For most of my adult life I have designed and built residential projects (I would prefer not to mention the total number of years at this endeavor). We have watched our clients struggle with design decisions, with appraisals, with banks, with schedules, and with compromises. We've witnessed our client's exhilaration with a completed project, a beautifully executed detail, or a space that feels just right. We've shared the joy and helped smooth the rough spots.
I thought I completely understood these feelings. Right up until my wife and I started to design and build our own home. Right up until we tried to settle on design decisions. Right up until we were completely baffled in our effort to compare financing packages. Right up until we watched our start date move down the road.

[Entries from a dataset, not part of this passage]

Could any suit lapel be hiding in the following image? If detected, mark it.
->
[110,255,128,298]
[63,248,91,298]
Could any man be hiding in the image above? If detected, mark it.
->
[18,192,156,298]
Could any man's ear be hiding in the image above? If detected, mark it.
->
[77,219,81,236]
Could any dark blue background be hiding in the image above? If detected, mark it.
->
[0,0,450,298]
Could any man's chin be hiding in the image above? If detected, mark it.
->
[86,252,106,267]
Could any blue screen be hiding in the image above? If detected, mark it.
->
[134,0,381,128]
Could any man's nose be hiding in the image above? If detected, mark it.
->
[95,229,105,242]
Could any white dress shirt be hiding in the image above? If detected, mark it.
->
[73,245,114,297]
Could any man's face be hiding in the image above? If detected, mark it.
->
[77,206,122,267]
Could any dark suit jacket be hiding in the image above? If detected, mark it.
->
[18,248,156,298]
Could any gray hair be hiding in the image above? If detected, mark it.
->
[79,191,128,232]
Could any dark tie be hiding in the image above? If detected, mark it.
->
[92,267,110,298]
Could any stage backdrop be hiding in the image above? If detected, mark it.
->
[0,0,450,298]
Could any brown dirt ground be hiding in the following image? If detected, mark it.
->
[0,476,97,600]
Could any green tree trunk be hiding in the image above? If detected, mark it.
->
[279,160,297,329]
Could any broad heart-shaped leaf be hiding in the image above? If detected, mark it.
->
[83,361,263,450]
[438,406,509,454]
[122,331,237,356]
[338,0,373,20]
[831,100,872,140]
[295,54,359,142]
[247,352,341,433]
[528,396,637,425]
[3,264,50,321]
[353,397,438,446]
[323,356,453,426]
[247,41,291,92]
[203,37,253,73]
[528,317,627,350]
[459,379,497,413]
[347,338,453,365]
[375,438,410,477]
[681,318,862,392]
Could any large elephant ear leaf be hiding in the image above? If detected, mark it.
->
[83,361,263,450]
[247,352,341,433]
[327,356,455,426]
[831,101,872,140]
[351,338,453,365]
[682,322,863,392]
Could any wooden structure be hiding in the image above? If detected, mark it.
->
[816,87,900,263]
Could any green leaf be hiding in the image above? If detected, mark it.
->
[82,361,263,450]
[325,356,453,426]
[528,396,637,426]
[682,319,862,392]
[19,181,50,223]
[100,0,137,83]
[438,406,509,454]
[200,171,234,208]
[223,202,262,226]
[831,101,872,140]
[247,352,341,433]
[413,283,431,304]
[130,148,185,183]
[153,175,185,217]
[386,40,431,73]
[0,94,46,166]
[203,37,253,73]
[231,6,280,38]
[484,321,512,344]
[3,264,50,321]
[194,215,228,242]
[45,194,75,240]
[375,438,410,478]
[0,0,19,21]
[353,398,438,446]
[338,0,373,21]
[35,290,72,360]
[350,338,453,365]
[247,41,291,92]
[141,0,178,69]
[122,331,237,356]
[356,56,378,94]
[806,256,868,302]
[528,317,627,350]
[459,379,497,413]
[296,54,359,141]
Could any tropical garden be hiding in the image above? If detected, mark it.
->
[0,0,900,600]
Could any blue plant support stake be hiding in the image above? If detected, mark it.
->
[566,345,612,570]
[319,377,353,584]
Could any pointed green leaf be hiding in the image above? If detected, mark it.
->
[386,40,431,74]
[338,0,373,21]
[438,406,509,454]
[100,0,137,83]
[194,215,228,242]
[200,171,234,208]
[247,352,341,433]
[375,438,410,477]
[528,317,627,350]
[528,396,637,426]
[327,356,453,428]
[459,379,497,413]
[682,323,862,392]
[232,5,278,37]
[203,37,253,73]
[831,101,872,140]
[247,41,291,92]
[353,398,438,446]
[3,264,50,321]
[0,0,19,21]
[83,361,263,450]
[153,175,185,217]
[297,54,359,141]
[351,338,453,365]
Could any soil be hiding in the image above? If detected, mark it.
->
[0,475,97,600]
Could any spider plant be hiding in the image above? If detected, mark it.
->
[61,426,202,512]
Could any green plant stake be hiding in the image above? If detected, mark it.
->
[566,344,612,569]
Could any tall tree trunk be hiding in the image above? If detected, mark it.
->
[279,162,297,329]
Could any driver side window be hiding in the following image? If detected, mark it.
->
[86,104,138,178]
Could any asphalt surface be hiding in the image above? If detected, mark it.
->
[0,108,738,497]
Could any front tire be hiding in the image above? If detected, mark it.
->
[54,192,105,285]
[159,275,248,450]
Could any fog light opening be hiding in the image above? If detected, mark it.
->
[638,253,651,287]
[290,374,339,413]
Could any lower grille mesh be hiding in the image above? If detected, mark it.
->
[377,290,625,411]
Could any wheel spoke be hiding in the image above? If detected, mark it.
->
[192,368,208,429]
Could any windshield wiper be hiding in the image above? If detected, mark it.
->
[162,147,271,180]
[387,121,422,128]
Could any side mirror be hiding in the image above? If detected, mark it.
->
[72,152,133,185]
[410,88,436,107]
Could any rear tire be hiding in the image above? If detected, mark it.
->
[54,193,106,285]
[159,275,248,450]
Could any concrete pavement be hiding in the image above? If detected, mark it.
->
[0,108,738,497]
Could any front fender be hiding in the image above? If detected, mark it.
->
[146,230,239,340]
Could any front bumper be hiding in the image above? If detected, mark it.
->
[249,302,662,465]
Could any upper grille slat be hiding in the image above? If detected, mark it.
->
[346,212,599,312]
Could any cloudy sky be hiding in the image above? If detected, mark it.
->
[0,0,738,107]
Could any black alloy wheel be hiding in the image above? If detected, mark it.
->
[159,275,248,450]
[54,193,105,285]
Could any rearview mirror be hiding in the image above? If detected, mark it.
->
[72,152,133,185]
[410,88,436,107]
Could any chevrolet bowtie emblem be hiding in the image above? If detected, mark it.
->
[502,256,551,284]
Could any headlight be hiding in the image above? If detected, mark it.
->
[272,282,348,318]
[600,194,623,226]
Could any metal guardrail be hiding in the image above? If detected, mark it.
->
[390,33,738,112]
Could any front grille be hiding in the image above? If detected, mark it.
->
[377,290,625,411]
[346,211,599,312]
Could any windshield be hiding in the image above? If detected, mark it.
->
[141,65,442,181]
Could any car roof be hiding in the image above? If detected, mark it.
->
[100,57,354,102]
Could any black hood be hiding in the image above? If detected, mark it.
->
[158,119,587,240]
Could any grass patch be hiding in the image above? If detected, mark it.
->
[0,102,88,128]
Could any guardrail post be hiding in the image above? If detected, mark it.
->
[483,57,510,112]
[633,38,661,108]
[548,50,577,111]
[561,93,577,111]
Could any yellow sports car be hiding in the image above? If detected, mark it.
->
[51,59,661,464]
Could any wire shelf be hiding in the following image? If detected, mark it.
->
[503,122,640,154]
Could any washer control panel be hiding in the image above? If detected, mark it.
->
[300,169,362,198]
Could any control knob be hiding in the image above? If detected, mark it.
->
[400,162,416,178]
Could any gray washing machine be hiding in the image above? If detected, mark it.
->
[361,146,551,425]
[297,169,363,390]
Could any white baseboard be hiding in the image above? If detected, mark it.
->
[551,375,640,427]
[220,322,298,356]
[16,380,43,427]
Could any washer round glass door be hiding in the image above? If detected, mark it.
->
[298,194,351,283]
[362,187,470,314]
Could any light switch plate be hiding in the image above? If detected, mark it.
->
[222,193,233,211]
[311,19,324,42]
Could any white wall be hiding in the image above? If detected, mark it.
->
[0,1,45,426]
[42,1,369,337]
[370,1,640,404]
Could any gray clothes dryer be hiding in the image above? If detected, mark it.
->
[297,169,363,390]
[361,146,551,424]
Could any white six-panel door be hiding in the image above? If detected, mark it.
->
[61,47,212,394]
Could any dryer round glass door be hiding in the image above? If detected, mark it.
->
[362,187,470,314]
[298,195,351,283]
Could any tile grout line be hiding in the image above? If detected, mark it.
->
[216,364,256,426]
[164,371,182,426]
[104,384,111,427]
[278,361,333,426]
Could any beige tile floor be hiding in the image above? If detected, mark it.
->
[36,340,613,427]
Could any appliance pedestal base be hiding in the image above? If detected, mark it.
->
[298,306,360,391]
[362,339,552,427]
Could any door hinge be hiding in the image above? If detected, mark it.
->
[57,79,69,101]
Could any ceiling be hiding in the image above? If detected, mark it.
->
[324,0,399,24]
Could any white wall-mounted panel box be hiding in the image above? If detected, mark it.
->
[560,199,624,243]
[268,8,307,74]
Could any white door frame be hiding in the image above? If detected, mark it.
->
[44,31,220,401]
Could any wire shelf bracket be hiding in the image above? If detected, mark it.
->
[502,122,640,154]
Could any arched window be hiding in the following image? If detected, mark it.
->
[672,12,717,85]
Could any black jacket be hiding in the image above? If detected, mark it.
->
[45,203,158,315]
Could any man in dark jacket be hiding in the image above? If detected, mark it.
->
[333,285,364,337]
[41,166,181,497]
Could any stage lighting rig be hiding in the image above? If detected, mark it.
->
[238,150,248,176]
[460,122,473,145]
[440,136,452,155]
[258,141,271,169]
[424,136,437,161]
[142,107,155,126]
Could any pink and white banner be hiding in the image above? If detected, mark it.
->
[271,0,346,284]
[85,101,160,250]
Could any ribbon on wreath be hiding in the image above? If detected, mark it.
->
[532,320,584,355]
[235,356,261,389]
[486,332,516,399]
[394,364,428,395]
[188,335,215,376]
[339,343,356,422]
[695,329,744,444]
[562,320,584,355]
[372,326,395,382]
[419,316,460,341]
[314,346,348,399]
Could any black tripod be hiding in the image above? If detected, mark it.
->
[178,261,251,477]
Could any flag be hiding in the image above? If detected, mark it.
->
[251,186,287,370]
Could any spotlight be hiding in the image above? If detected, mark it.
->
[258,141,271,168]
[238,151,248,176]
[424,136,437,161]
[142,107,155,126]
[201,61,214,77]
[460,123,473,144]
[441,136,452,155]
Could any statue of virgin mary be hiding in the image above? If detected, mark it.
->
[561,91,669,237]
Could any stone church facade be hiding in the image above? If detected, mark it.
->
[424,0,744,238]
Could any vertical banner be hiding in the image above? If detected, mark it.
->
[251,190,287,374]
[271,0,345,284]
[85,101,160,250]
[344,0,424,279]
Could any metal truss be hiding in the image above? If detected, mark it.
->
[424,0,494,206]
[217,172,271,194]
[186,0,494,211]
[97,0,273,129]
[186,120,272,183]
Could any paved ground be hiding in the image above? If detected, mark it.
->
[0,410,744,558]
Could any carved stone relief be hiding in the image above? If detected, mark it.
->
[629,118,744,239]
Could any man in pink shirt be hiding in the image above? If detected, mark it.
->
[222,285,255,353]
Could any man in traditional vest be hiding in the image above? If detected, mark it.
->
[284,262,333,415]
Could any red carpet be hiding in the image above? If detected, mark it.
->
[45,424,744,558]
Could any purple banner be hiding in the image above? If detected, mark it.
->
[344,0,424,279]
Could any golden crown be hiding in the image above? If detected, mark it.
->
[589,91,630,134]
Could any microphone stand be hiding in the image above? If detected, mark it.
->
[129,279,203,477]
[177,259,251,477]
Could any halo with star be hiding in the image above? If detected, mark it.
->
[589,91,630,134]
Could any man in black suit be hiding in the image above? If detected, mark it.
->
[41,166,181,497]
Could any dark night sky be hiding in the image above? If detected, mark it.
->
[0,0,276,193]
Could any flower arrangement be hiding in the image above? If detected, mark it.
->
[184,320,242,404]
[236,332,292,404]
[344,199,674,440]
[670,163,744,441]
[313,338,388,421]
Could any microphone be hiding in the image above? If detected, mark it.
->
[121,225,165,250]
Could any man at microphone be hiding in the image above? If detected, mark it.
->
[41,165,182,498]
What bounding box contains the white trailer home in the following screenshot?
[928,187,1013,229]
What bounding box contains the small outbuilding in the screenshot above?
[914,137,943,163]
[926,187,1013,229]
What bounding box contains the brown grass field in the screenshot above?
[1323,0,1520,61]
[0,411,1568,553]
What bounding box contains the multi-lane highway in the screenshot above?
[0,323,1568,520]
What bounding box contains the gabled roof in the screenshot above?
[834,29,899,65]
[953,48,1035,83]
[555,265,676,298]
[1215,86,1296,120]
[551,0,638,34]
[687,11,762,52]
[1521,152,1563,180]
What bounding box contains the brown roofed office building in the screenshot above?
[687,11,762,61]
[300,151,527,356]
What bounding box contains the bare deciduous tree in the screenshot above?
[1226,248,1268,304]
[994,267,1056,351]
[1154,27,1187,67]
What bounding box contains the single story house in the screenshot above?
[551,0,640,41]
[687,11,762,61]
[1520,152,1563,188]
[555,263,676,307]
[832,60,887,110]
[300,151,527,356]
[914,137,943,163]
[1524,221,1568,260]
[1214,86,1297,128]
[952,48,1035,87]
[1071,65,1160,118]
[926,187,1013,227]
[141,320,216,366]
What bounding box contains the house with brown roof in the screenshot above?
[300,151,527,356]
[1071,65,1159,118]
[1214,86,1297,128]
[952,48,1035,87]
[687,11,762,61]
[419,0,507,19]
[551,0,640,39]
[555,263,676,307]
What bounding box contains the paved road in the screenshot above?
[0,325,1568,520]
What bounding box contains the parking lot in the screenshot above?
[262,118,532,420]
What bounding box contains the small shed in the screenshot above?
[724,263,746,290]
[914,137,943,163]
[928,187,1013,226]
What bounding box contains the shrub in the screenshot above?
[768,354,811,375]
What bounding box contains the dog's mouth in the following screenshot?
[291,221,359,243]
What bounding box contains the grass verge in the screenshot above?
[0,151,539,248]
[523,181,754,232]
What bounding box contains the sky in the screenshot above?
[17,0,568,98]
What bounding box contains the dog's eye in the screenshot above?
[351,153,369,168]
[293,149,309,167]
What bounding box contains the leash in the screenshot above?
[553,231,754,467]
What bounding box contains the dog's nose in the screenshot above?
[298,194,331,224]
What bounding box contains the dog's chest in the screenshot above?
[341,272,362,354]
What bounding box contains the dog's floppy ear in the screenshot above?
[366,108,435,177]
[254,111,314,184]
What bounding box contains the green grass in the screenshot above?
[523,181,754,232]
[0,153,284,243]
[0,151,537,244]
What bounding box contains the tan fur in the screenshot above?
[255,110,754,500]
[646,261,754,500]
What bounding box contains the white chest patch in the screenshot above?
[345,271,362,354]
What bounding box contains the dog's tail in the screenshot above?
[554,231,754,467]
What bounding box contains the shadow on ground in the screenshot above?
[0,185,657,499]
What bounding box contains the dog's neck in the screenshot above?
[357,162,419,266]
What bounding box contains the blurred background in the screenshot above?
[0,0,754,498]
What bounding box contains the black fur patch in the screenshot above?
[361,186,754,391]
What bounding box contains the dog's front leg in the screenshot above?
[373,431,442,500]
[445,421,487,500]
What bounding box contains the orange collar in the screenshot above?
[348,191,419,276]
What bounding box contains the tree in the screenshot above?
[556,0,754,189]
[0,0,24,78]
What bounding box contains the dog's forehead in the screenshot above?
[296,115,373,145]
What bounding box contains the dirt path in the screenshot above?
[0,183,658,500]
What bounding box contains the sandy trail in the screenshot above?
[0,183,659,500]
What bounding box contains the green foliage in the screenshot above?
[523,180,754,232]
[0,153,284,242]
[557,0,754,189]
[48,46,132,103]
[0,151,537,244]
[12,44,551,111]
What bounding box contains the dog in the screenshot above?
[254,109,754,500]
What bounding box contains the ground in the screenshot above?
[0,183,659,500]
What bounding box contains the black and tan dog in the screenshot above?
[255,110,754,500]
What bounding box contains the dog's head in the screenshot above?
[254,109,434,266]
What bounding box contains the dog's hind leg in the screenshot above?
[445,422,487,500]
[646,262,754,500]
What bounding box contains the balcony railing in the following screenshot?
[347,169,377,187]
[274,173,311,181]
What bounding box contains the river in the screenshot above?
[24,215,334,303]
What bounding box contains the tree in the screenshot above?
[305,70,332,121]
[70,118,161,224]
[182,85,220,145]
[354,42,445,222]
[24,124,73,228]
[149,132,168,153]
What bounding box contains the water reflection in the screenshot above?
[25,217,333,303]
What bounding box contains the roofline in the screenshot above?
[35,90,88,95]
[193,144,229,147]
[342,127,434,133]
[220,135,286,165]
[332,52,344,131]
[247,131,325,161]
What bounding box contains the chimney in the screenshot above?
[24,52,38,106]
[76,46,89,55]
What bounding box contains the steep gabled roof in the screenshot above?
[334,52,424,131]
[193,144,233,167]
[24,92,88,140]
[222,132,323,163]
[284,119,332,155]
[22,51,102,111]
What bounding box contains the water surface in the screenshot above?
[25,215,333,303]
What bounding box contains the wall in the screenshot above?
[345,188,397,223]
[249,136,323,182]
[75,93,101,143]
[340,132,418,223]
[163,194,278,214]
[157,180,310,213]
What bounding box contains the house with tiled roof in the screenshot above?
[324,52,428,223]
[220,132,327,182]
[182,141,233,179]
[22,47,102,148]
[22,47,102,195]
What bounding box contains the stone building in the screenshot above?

Right up until we experienced the inevitable holy cow, how much is that? (Note: not the actual words used.) Right up until we heard that the engineer requires this assembly (and then back to the prior question). And then there is the other side. The part where we realize that we really love this house and we have not even built it yet. The part where we mentally move in to the spaces (and it is a perfect fit). The part where we realize that we simply could not go out and buy a house for us, but only buy a marginally constructed house for a market segment. A segment that is not us. A house that would not satisfy our zero energy (and costs) goal. A house that would not make us happy.
To be fair, I have to say that I should have known. I should have fully understood the required effort, the frustration, and the joy. Well, I do now. Viscerally. And do you know what? It is worth it.